Today's shoppers would call this man a fool. Why pay full price when waiting a few days, maybe a few weeks at the most, will net you the same product and keep more money in your pocket to spend elsewhere. Only a fool would pay full price, and only a bigger fool, or a crazy person, would pay more than full price. That's the problem if you let a merchant know how much you want something. They take you for all you are worth. Never let your guard down when you are trying to be a savvy shopper.
But our Biblical shopper was probably as savvy as they come because he was a merchant himself, someone who knew the ins and outs of smart bargaining and smarter purchasing for resale better than most. It's quite clear that he was on the hunt for fine peals because he knew what he was looking for and was eager to find them. He'd had success on his quests before and intended this venture to be equally successful. This merchant was no novice, but a seasoned professional striking out on a trip designed to continue building his business and his professional reputation.
Imagine his surprise then, upon discovering this one, magnificent pearl of great worth, an unexpected treasure-among-treasures right there before his eyes, but in another merchant's possession. What should he do? How should he proceed with the situation? He knows this pearl is meant for him, but he doesn't have enough money with which to purchase it. He must go home, gather all his resources and pray that no one else purchases the pearl before he can return. His one hope rests on the merchant holding his pearl (for he has now come to regard the pearl as his own) seeming oblivious to the value of the treasure he holds in his stock.
So our merchant travels home as fast as he can, counts his money, sells literally everything he owns to make up the difference and hurries back to his fellow merchant to retrieve his pearl. The other merchant feels he has made an incredible deal, selling a single pearl for an outrageously large sum, much more than he would have ever expected. He is quite surprised that his colleague was willing to pay so much, but he doesn't question the fellow's motive or integrity.

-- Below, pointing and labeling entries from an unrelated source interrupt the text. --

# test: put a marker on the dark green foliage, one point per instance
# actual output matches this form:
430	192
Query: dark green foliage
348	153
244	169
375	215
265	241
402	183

It is an interesting sort of twist, to realize that the search for the kingdom of heaven isn't about making the best business deal or appearing wise in its transaction. The kingdom of heaven isn't about putting our nose to the grindstone, living in the real world or taking advantage of whatever life offers us either. The kingdom of heaven appears more to be about discovering the mystery and wonder of God's presence among us , for us, when we bump into it on an ordinary day, even during a simple shopping trip.